What led, at the time, to what many would have said were very hasty movements? After all, reciprocal linking was still being exposed, by one and all, as an essential way to get a good ranking, and software tools were still actively marketed. Search engine optimization software was still widely marketed and still is today; Keyword density was a buzzword that was used as an essential science to be practiced by all good SEO conscious webmasters.

What I did was go back to the basics of marketing. I had received my marketing training in the 1980s and had hands-on marketing experience with my own business since the mid-1990s. I was not born into Internet marketing alone, so I could still see beyond blinders and the hype.

A very basic but important aspect of marketing is knowing your market. When it comes to search engine rankings, it is clear that an important part of that market was the major search engines, Google, Yahoo and MSN, with Google being the undisputed leader then and a year later today. .

I started to think 18 months ago that when it came to reciprocal linking, it was becoming a spammer zone. Surely, I argued with myself, Google really didn’t want to rank a website high just because the webmaster had the tools and time to search for reciprocal links. It just didn’t make sense. And the same goes for buying links. Why should a website rank high because they have been wasted on buying links?

What Google and the others really wanted was to rank the best websites for a particular search term, and it seemed only a matter of time before they detected and extinguished abuses like blatantly artificial link building, blog spam, scraping and extreme SEO’ing.

A year ago, I started two new websites without really thinking about SEO. As a writer, I was happy to try and provide what the search engines wanted – original content about what people were looking for. While I provided title and description tags, everything else was written on the fly based on the flow. The keyword phrase on any page would come out in natural flow. You could just type whatever you wanted without using any keyword density checking tool.
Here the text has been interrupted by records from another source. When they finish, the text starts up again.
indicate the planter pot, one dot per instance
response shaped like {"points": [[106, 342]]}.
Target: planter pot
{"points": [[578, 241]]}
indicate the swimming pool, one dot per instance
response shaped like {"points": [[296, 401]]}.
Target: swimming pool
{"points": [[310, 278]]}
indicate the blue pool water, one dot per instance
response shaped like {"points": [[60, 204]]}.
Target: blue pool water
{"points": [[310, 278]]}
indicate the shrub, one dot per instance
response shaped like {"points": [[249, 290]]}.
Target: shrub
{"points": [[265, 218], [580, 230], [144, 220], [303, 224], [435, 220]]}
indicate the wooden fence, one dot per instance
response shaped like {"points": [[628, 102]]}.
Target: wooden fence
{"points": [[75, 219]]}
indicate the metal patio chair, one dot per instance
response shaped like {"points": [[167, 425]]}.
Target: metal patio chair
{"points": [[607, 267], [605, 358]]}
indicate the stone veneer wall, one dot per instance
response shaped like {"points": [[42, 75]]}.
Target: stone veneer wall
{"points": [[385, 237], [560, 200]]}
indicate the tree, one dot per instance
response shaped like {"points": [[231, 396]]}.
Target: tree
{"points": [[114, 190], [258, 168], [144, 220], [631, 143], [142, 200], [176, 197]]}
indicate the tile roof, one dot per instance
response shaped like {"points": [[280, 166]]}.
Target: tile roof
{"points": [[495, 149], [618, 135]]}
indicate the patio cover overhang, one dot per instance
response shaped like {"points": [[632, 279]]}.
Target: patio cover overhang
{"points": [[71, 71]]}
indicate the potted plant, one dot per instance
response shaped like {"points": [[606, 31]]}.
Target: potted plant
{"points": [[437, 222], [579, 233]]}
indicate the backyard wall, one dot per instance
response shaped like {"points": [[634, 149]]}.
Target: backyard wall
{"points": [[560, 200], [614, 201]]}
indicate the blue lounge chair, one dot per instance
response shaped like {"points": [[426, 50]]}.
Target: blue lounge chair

The first of those new websites 13 months ago was in the self-improvement niche, which is highly competitive. I expected to be “Sandboxed” by Google because of that, and it turned out. But I kept connecting, sticking to my no SEO principle. Of course, none of us outside of Google know for sure if there is such a thing as a sandbox, but there is undoubtedly a time to wait before a new site is fully pushed into the ranking crucible.

In the case of self-improvement, the latest Google update brought my site out of the sandbox after about 12 months. So at last, I was able to see if my non-SEO approach was going to produce any positive results. Fortunately, some high rankings were immediately apparent, including some # 1 positions. In one of those terms, Yahoo followed a few weeks later to # 1, while the site was # 2 (now 1) on MSN.

Now these are the early days for that particular site, and there’s a lot to do to get higher rankings. However, I’m sure SEO is infinitely simpler than some experts, especially those selling ranking tools, tend to have you believe.

Since I started that particular site, I have only made one major change, and that is converting all of my websites to CSS. Providing a content-rich site that is easy for search engine bots to crawl is the most important aspect of the new, streamlined SEO. In fact, following Google’s advice for webmasters is all you need to do, and that’s free.

Of course, those with software products to sell will argue that you could do even better with your software. But if Google decides to blacklist that software as a manipulation tool, then all my hard work could be undone. So I’ll let the others chase shadows with rating software and enjoy writing content. After all, that’s what basic marketing told me to do.